An effort to audit the Fed, spearheaded by Senator Rand Paul of Kentucky, has been gaining momentum since the Republican mid-term election victories this past November. It has, apparently, achieved enough popularity to prompt the folks at the Federal Reserve to comment and push back. Janet Yellen, the Fed chair, testified before a Congressional committee this past week:
I oppose the current version of this bill because it promotes congressional meddling in the Fed’s monetary policy decisions, which risks politicizing those decisions and may have dangerous implications for financial stability and the health of the global economy.
Never mind that the Congress is specifically tasked, in the Constitution, “To coin Money, regulate the Value thereofÉ” Never mind that Congress, not the Federal Reserve, consists of people elected by voters. And, never mind that it’s quite arguable that the Fed’s behavior is already quite political and has been for some time.
Ms. Yellen’s sentiment echoes a broader one that our federal government has become dysfunctional, with poisonous partisan politics causing unprecedented legislative gridlock. President Obama has indicated, many times, that this purported dysfunction is why he’s wielding his “pen and phone” to effect various policies. The President’s supporters often cheer his unilateral actions because they share the belief that Congress is broken and wish he had more power to act as he saw fit. They also cheer unchecked and unilateral actions of agencies under his watch, including the EPA, the IRS and the FCC.
Were this to occur in some other nation, there would be criticisms and laments about how the people are being done unto and subjugated by authoritarian and dictatorial elites. But, because it’s the USA, because people continue to dismiss the thought that the government could turn tyrannical, because “it could never happen here,” and because their guy is the one in charge, the abandonment of the principles of representation and of the checks and balances that are the core of the nation’s system of government are not only accepted, they’re embraced.
This current bout of divided government is presented with great hyperventilation and teeth-gnashing as unprecedented and possibly fatal. It’s used as an excuse for the expansion of executive branch power, for ignoring Congress, for vesting unprecedented power and reach in appointed (i.e. unelected) bureaucrats, and for ignoring the plain text of the law and the decrees of the courts. Divided government (i.e. at least one house of Congress is controlled by a different party than the Presidency), however, isn’t a unique or even rare phenonemon. Since WWII, 24 of 37 “governments” (as demarcated by elections) have been divided, 11 have been all Democratic and 2 have been all Republican. The nation survived all of them.
The nation also survived the ultimate dysfunction – the Civil War. It survived the Great Depression, it survived World War II, it survived graft, corruption and incompetence at all levels of government, throughout history. But now, we are to believe that it cannot survive some gridlock, that the actions the President has unilaterally taken are so vital and so correct that they should not only go unchallenged, they should be cheered? That the partisanship in Congress is such that, rather than have elected representatives watch over the functioning of government, appointed “independent” bureaucrats should act without oversight or transparency? That the FCC should assume control over the Internet by enacting rules that no one in Congress or the public has read?

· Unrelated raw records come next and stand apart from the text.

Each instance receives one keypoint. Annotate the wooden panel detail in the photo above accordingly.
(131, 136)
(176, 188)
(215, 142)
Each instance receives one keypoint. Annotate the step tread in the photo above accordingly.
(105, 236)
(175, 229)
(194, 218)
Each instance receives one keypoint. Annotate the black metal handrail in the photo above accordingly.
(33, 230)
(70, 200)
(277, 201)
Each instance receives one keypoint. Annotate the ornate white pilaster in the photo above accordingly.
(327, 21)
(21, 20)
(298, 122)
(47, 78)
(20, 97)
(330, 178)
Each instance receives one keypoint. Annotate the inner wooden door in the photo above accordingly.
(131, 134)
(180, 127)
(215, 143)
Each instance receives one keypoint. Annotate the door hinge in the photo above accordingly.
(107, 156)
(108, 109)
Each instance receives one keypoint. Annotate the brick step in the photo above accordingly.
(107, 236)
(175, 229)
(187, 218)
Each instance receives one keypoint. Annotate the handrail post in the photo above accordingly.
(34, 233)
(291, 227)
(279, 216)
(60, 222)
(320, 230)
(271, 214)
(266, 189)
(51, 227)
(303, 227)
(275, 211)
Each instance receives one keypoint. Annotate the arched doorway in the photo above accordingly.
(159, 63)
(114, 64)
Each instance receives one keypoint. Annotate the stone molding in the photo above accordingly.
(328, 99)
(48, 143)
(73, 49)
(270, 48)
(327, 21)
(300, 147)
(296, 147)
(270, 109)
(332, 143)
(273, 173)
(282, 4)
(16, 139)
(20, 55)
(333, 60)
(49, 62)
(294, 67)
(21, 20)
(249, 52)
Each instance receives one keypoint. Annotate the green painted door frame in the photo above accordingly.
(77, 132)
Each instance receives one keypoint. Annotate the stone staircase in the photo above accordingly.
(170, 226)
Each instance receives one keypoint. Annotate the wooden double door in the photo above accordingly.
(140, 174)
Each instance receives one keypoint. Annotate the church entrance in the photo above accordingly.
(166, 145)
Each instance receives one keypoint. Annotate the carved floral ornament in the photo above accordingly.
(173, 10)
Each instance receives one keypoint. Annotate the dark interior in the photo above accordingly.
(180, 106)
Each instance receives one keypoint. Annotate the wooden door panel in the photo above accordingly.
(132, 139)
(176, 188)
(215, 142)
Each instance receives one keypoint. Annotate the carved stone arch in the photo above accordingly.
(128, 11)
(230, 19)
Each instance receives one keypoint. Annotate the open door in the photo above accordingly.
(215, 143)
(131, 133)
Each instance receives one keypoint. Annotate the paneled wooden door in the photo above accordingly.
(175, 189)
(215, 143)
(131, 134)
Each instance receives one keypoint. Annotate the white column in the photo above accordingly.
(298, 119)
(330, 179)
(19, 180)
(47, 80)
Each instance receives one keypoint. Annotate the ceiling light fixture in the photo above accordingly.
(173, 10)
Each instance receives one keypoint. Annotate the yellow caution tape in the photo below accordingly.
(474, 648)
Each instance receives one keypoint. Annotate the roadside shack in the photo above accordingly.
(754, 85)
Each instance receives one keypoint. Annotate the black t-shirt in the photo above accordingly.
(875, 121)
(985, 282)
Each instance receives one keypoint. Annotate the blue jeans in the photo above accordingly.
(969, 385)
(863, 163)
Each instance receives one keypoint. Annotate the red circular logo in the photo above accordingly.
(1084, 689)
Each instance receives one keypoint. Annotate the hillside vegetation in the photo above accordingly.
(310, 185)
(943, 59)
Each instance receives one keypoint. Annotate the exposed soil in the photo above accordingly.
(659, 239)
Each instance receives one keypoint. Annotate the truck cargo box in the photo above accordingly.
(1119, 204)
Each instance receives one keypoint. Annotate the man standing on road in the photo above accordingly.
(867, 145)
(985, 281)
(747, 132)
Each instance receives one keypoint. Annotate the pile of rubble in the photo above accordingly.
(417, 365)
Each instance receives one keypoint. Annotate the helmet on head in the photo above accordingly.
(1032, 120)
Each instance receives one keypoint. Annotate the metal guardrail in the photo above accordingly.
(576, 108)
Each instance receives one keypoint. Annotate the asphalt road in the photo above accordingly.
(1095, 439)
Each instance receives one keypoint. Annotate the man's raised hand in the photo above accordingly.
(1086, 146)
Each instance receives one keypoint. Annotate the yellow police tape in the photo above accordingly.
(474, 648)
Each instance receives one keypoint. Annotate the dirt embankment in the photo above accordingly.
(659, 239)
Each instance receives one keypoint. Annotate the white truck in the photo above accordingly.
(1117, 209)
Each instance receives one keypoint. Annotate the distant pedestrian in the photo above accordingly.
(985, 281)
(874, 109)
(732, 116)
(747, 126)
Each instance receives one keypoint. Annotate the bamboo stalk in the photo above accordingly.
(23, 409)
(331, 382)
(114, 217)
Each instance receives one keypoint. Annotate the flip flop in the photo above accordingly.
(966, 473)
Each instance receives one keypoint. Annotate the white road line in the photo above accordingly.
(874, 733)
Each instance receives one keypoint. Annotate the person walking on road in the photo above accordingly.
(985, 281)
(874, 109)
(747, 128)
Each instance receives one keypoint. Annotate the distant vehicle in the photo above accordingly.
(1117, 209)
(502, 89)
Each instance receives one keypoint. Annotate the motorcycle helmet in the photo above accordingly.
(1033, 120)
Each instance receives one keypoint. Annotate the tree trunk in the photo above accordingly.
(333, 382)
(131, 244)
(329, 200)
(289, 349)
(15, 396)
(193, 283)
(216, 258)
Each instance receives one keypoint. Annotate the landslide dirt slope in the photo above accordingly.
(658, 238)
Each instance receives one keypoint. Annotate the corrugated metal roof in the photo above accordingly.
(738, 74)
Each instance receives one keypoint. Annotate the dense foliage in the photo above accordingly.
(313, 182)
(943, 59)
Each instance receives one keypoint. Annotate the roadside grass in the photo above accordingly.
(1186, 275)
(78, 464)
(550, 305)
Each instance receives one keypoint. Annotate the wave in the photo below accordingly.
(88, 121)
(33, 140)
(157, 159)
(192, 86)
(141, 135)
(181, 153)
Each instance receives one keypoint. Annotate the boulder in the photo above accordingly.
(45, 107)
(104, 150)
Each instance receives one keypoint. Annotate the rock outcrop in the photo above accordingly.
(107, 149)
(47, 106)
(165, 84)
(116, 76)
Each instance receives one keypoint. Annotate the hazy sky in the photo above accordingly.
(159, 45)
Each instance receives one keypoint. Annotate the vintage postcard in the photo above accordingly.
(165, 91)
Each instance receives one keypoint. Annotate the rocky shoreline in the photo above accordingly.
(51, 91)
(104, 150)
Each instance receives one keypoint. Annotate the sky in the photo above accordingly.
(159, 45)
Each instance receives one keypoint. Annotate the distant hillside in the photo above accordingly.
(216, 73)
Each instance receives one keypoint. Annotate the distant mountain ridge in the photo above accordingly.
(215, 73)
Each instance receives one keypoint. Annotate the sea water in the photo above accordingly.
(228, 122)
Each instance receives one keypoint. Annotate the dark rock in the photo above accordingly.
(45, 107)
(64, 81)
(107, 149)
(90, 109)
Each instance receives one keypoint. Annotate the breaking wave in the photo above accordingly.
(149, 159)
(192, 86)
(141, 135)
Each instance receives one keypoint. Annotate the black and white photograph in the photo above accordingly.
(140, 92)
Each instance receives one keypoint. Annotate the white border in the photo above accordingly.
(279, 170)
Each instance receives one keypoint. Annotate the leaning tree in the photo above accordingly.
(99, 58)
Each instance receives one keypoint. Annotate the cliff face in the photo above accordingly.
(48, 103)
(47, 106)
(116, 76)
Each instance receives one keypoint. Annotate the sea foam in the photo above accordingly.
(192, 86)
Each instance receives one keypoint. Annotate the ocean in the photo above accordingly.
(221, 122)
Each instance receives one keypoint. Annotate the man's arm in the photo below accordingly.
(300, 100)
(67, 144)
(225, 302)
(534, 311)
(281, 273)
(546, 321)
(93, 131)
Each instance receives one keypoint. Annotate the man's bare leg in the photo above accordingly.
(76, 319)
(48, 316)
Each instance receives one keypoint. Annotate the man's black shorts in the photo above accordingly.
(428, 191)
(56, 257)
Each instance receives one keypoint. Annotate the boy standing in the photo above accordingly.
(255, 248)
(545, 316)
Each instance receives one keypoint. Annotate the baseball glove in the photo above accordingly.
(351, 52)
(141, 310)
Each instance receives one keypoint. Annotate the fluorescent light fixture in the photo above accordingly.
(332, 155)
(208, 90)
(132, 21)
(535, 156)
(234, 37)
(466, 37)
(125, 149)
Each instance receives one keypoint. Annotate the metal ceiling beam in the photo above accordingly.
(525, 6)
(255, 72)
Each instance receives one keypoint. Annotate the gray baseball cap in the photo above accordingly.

This is behavior found in banana republics, not in a nation founded on the principles of limited and representative government. It’s not how government is supposed to work. Hyperbole and histrionics aside, it is unnecessary, counterproductive and a terrible, terrible precedent. Some day, the other team’s going to be in power, and when it acts the same way, those who cheered on the current wave of unfettered executive and bureaucratic excess will find themselves crying the blues.